How you eat, and what you weigh, don’t factor in AT ALL into who you are as a person. You aren’t broken, my friend. Not at all.

If you’re constantly telling yourself that you aren’t good enough, that behavior is what needs changing. I take readers through this process in my book Good Food, Bad Diet, but the TL;DR of it is this:

Recognize how often you say negative things to yourself, either out loud or in your head.

CHALLENGE those thoughts. Ask yourself if these things are really true. Provide proof that they’re true (I’ll bet you can’t).

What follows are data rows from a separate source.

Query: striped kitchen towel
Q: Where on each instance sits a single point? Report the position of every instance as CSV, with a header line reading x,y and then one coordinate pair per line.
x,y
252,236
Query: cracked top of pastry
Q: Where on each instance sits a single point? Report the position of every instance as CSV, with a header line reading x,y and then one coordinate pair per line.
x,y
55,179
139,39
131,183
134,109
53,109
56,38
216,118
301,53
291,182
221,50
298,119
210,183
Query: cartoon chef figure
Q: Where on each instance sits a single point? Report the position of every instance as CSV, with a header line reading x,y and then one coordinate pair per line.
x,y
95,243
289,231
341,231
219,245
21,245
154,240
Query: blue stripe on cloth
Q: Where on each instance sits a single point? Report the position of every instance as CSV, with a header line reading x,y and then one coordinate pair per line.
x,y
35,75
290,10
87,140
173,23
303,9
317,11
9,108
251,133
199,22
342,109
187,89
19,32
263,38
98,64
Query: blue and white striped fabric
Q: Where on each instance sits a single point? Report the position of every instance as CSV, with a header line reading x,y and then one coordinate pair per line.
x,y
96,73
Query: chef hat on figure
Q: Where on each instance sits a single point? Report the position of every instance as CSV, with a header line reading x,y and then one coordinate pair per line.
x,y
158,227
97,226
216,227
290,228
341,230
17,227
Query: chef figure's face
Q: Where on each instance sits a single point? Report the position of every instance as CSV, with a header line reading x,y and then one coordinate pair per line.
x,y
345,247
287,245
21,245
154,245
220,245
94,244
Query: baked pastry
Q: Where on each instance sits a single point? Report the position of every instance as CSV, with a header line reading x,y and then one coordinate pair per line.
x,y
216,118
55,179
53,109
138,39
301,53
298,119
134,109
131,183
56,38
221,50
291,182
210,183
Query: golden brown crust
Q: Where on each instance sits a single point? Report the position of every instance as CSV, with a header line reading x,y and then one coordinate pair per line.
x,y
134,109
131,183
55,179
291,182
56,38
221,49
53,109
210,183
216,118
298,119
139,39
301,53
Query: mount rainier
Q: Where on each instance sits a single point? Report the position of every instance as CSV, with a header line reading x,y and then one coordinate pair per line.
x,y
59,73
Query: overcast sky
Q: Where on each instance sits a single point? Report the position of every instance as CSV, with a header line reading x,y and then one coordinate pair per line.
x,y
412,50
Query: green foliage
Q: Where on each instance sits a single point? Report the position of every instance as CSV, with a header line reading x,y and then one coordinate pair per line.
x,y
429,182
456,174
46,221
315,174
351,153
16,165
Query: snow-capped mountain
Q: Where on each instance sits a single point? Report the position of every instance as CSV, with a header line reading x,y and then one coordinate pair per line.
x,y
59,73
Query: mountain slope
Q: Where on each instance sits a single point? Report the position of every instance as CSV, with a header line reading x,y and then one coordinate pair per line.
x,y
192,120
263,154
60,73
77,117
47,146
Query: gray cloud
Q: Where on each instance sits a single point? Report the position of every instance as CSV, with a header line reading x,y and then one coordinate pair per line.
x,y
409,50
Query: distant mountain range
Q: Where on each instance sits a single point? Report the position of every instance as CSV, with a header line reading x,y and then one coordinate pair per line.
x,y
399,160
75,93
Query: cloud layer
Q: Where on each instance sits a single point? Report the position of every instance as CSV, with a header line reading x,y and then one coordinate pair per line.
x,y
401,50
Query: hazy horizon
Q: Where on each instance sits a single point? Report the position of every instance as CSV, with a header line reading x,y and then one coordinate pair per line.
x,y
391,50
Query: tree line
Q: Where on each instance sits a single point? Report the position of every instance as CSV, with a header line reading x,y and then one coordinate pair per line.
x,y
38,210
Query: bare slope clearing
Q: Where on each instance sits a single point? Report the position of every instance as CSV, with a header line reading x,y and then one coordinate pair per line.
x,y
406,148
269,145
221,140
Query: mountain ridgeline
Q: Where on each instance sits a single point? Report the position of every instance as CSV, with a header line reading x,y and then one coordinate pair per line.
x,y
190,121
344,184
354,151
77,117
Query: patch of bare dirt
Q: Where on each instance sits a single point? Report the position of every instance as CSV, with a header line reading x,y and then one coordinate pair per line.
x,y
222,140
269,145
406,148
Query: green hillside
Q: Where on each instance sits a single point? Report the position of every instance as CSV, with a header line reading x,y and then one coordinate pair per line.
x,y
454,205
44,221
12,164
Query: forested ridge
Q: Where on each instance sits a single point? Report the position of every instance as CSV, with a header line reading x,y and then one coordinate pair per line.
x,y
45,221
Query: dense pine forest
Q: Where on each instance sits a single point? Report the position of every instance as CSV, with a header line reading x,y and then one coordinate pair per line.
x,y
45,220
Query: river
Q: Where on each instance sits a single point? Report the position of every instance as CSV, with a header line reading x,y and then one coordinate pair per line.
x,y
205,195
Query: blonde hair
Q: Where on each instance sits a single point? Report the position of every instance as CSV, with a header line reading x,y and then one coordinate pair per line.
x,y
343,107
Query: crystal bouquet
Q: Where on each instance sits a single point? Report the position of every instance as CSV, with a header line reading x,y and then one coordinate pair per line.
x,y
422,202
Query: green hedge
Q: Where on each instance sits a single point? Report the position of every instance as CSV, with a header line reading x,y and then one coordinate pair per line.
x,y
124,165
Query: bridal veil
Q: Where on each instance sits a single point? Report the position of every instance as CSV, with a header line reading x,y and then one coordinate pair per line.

Understand that negative self-talk is rarely if ever based in reality. Acknowledge this.

Flip your negative thoughts into positive – or neutral – ones. 

Repeat, repeat, repeat.

Just breathe.

Especially now, when the holidays are around the corner, and stress and food are all around us.

Just breathe, and remember:

Nothing bad is going to happen to you if you enjoy food. You’re supposed to enjoy it.

Your diet doesn’t say anything about your goodness (or otherwise) as a person. 

Most importantly, please know that at some point, the weight that you’ve been punishing yourself over isn’t worth the effort you’re expending to take it off. 

That if you’re not living your best life because you’re torturing yourself to lose those pounds, it’s time to take a hard look at your expectations and whether you’re REALLY better off spending the next X years in the same situation, versus accepting the weight and where you are now. 

 

Building a better relationship with food and your body is a process, but it’s a worthwhile one. Even if you take two steps forward and one step back, keep it going. You’ll get there.